24934 Incisional Hernia Defect Size and Abdominal Wall Compliance

Saturday, October 11, 2014: 2:35 PM
Brett Robert Trzcinski, BA, BBA , Plastic Surgery, University of Michigan, Ann Arbor, MI
Angela M Myers, BA, BS, MPH , Plastic Surgery, University of Michigan, Ann Arbor, MI
William M Kuzon, MD, PhD , Plastic Surgery, University of Michigan, Ann Arbor, MI

Objective: Myofascial wound failure results in incisional hernia formation in 11% to 16% of patients undergoing laparotomy resulting in over 200,000 ventral hernia repairs (VHR) annually in the US alone.1-4  Recurrent incisional hernia formation is also common; randomized studies demonstrate a recurrence rate of 43% following suture and 24% following mesh repair.5 Our overall hypothesis is that after incisional herniation myopathic changes in abdominal wall musculature, causing decreased abdominal wall compliance, are the primary pathogenesis of the high recurrence rate after VHR.  The working hypothesis for this study is that this abdominal myopathy is directly proportional to hernia size in a dose-dependent manner.

Methods:  Adult Male Sprague-Dawley Rats were randomized to receive either a 1 cm (n=5) or 4 cm (n=5) midline laparotomy incision that was not repaired to produce an incisional hernia defect.  Rats in the control (sham) group (n=5) had a skin flap raised without laparotomy.  After one month, the external oblique, internal oblique, rectus abdominis muscles, as well as a full thickness abdominal wall section were dissected free for tensiometry, collagen content, and histology.  Force extension curves were generated using an Instron tensiometer (model 5542; Instron Corporation, Canton, MA) equipped with a 50-N static load set at a crosshead speed of 10 mm per minute. 

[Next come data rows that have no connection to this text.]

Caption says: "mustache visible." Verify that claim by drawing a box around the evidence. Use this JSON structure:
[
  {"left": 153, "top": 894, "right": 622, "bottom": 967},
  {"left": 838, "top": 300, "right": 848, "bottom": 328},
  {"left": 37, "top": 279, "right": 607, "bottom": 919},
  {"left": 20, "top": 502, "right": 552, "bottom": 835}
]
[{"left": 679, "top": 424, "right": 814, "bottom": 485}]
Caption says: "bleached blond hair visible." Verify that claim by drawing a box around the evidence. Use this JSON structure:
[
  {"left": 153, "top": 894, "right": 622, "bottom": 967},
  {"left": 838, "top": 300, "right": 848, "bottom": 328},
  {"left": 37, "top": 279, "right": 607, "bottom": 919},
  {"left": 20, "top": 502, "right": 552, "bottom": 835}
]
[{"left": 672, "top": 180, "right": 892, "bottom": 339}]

Results:  Measured tensiometric parameters included Yield Strength, Yield Energy, Elongation Prior to Yield, and Stiffness.  Figure 1 presents the tensiometric results for Stiffness (N/mm).

A stepwise increase in Stiffness from the Sham to the 1 cm to the 4 cm groups was observed for the full thickness specimens.  Additionally, Rectus Abdominis muscle demonstrated stepwise decreases in Yield Strength, Yield Energy, and Elongation Prior to Yield when comparing the Sham to the 1 cm to the 4 cm groups (data not shown).  Histology and collagen content did not correlate directly with the mechanical data.

Conclusions: These data support the concept that the biomechanical pathogenesis of incisional hernia is related to structural and mechanical changes associated with atrophic myopathy. Furthermore, it suggests that these changes develop quickly following herniation but that the changes in, and the interaction between, component muscle groups is complex.